I can seriously dispute this, as someone who involved in research and development of JavaScript programming for hardware. Processing high volume serialport IO is relatively simple with streams and data events. It's just a matter of thinking differently about the program. 


Rick

 
> 
> > ## Glenn Maynard [7]
> > "I think this is a fundamental missing piece to worker communication.  A
> > basic reason for having Workers in the first place is so you can write
> > linear code, instead of having to structure code to be able to return
> > regularly (often awkward and inconvenient), but currently in order to
> > receive messages in workers you still have to do that."

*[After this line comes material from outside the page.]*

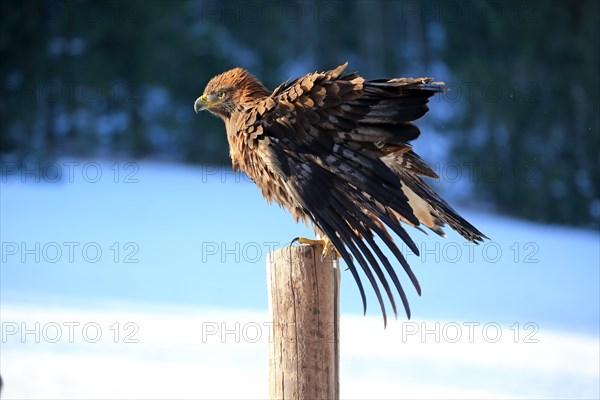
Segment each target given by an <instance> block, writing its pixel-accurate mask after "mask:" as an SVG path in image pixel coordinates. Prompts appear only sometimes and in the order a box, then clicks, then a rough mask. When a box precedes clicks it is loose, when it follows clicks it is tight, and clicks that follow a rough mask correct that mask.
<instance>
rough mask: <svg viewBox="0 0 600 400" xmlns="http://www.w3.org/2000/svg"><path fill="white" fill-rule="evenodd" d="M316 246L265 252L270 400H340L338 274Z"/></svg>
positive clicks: (333, 262)
mask: <svg viewBox="0 0 600 400" xmlns="http://www.w3.org/2000/svg"><path fill="white" fill-rule="evenodd" d="M322 250H323V248H322V247H321V246H291V247H285V248H283V249H279V250H275V251H273V252H271V253H269V255H268V258H267V285H268V288H269V310H270V313H271V318H272V326H271V337H270V340H269V398H270V399H339V392H340V390H339V359H340V355H339V299H340V298H339V293H340V271H339V268H338V261H337V258H336V257H335V256H334V255H333V254H329V255H327V257H325V258H324V259H321V252H322Z"/></svg>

> > => A basic reason for having workers is to move computation away from
> > window to a concurrent and parallel computation unit so that the UI is
> > not blocked by computation. End of story. Nothing to do with writing
> > linear code.
> 
> That's another good reason; it doesn't in any way reduce the importance of being able to write linear code, which *is* an important use case of workers.  It's precisely why we have APIs like FileReaderSync.
> 
> > If JavaScript as it is doesn't allow people to write code
> > as they wish, once again, it's a language issue. Either ask a change in
> > the language or create a language that looks the way you want and
> > compiles down to JavaScript.
> 
> This has nothing to do with JavaScript/ECMAScript as a language.  The ugliness of having to implement algorithms in an event-based way is caused by the way the Web uses the language, not the language itself.
> 
> > I wish to add that adding a sync API (even if the sync aspect is
> > asymetrical as proposed in [1]) breaks the event-loop run-to-completion
> > model of in-browser-JavaScript which is intended to be formalized at
> > [concurr]. This model is what prevents web pages from ever freezing from
> > a deadlock. The proposed API preserves this, but create the threat of
> > deadlocks for workers.
> 
> The deadlock you're picturing is already possible.  Two threads deadlocking on getMessage is equivalent to two threads returning to the event loop expecting a message from the other.  In both cases, they'll both stop forever; it's just two ways of causing the same problem.
> 
> That said, it's possible to restrict the API in a way that prevents this: only expose getMessage on messages DedicatedWorkerGlobalScope, not on MessagePort itself.  (That is, you can only block on messages from your creating thread.)  That'd be a harsh limitation, but if it came down to it I'd take it over not having this feature at all.  It looks like this is also the approach described in 783190, at least from the example in the first comment.
> 
> > Besides programmer convenience, few arguments have been advanced to
> > justify the breakage of the current concurrency model (I don't even
> > think the breakage has been mentionned at all!).
> 
> I don't believe it breaks the concurrency model significantly more than workers do inherently.  Whether you're receiving a message with a function call or by returning to the event loop and resuming with a timer, the timing of the message vs. the interval in which you're waiting for it is nondeterministic.
> 
> For that matter, all of this is conceptually equivalent to sending the message to a server, and having the worker peek for messages using sync XHR, just without the expensive network communication in the middle.
> 
> -- 
> Glenn Maynard
>
Received on Saturday, 1 September 2012 20:30:58 UTC